Guide : comment estimer la valeur d'un nom de domaine
Le marché des noms de domaine échange chaque année des centaines de millions de dollars, du domaine à 10 € au record de plusieurs dizaines de millions. Ce guide détaille la méthode utilisée par les professionnels — et par notre outil — pour situer un nom dans cette échelle.
La longueur : la rareté avant tout
Les domaines courts sont mécaniquement rares : il n'existe que 456 976 combinaisons de 4 lettres en .com, toutes enregistrées depuis des années. Un nom de 4 caractères ou moins se négocie presque toujours à quatre chiffres minimum, quelle que soit sa signification.
Entre 5 et 9 caractères, la valeur dépend surtout du sens et de la prononçabilité. Au-delà de 13 caractères, seuls les noms à très forte valeur descriptive (exact match d'une requête commerciale) conservent un potentiel notable.
L'extension : le .com reste le mètre étalon
À nom égal, le .com vaut généralement 5 à 20 fois plus que toute autre extension, car c'est celle que le grand public tape par réflexe. C'est aussi la plus liquide : il y a toujours un marché pour un bon .com.
Le .ai a connu la plus forte progression du marché depuis 2023, porté par l'explosion de l'intelligence artificielle — certains .ai dépassent désormais leur équivalent .com. Les .io et .co restent des standards startup crédibles. Les extensions nationales (.fr, .de, .co.uk) ont une vraie valeur sur leur marché local mais une liquidité internationale réduite.
Mots-clés et volume de recherche
Un domaine en correspondance exacte avec une requête commerciale (« assurance-auto », « cloud backup ») hérite d'une partie de la valeur économique de cette requête : trafic direct, mémorisation, crédibilité sectorielle.
Les secteurs à fort revenu par clic — finance, assurance, juridique, santé, crypto, IA — produisent les valorisations les plus élevées. Un mot-clé générique dans un secteur porteur est l'un des meilleurs prédicteurs de valeur.
Brandabilité : le test de la radio
Un bon nom de marque s'entend et s'écrit sans ambiguïté : c'est le « radio test ». Si vous devez épeler le nom ou préciser « avec un K », sa valeur chute. Les tirets et les chiffres échouent presque toujours à ce test.

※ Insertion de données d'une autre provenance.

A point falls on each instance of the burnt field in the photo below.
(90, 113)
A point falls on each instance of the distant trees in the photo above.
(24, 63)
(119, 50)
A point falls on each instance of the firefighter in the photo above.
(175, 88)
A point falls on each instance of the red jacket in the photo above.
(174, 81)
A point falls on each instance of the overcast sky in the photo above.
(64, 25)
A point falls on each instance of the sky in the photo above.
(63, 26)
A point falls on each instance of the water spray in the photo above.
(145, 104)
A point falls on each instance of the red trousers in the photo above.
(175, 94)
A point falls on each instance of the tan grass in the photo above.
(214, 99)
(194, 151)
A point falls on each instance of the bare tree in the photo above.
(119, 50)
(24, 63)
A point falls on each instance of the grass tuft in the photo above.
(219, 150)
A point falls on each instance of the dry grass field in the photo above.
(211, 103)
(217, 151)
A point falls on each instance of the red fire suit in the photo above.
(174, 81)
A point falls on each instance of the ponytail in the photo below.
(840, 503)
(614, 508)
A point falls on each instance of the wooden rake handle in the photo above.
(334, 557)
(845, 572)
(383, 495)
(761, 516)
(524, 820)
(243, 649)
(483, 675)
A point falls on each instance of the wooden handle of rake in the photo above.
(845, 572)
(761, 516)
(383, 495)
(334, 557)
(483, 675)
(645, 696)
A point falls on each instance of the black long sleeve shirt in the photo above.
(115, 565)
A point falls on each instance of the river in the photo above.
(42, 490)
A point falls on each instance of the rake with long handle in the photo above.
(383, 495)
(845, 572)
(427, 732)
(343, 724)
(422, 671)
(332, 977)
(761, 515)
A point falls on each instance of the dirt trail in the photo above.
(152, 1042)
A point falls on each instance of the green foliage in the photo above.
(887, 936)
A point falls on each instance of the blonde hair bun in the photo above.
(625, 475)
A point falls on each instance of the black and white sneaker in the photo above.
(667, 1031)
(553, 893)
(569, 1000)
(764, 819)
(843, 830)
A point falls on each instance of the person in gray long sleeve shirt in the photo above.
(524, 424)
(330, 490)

Les noms inventés courts et prononçables (deux syllabes, alternance consonne-voyelle) forment une catégorie recherchée : sans signification, ils sont disponibles comme marque dans tous les secteurs et toutes les langues.
Les ventes comparables : la vraie boussole
Comme en immobilier, le meilleur indicateur du prix d'un domaine est le prix récemment payé pour des domaines similaires. Les bases publiques (NameBio) et les places de marché (Sedo, GoDaddy Auctions, Afternic) publient des dizaines de milliers de ventes.
Notre analyse IA recherche automatiquement ces ventes comparables au moment de l'évaluation, ce qui permet d'intégrer les mouvements récents du marché — chose impossible avec une simple formule statique.
Tendances 2025-2026 : IA, crypto et consolidation
Le boom de l'IA a redistribué les cartes : les noms évoquant l'intelligence artificielle, les agents ou l'automatisation atteignent des multiples inédits, en .ai comme en .com. Le cycle crypto continue d'alimenter la demande pour les noms courts « web3 ».
En parallèle, le marché se consolide sur la qualité : les domaines médiocres se vendent moins bien qu'avant, tandis que les noms premium battent des records. L'écart entre le haut et le bas du marché n'a jamais été aussi grand.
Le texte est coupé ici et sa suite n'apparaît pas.